Behaviour and analysis of ultra high performance fibre reinforced concrete (UHPFRC) skew slabs

Abstract

This study presents an experimental and theoretical investigation of the performance of ultra-high performance fibre reinforced concrete (UHPFRC) skew bridge decks. Five simply-supported UHPFRC slabs with different skew angles were tested under monotonically increasing concentrated load. It was observed that an increase in the skewness of a slab led to a more unsymmetrical vertical deflection profile, and also resulted in a decrease in the magnitude of reaction forces at the acute corners and a corresponding increase in the reaction forces at the obtuse corners. The test results also show that, although some reduction in ductility was seen with increasing skewness of a slab, the specimen with over 25° skew angle still maintained a desirable load carrying capacity and ductility compared to those of a conventional RC straight slab. In addition to the experimental investigations, a fundamental mechanics based closed-form model was developed based on strain energy theorem to predict the performance of a UHPFRC skew slab under linear elastic material condition.
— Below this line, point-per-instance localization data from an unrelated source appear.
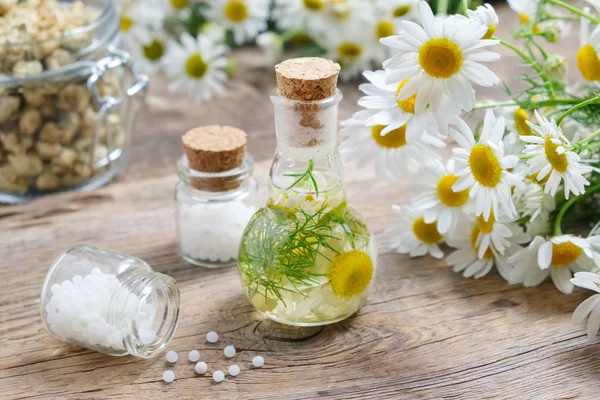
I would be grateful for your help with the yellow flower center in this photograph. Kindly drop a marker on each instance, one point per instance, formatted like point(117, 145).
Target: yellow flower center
point(195, 66)
point(302, 38)
point(490, 32)
point(408, 104)
point(350, 273)
point(384, 29)
point(485, 166)
point(393, 140)
point(179, 4)
point(126, 23)
point(440, 58)
point(154, 51)
point(341, 10)
point(236, 10)
point(314, 5)
point(521, 119)
point(426, 233)
point(524, 18)
point(589, 65)
point(565, 253)
point(448, 196)
point(486, 226)
point(349, 50)
point(401, 11)
point(474, 236)
point(557, 161)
At its ultimate limit state, a novel yield-line analysis using a numerically-generated mechanics based moment-rotation relationship was adopted to predict the ultimate load carrying capacity of a skew UHPFRC slab. Both the generic analytical procedures were compared and against test results obtained from this study, as well as those reported in literature, and the results show that the models developed can be applied to UHPFRC skew slabs.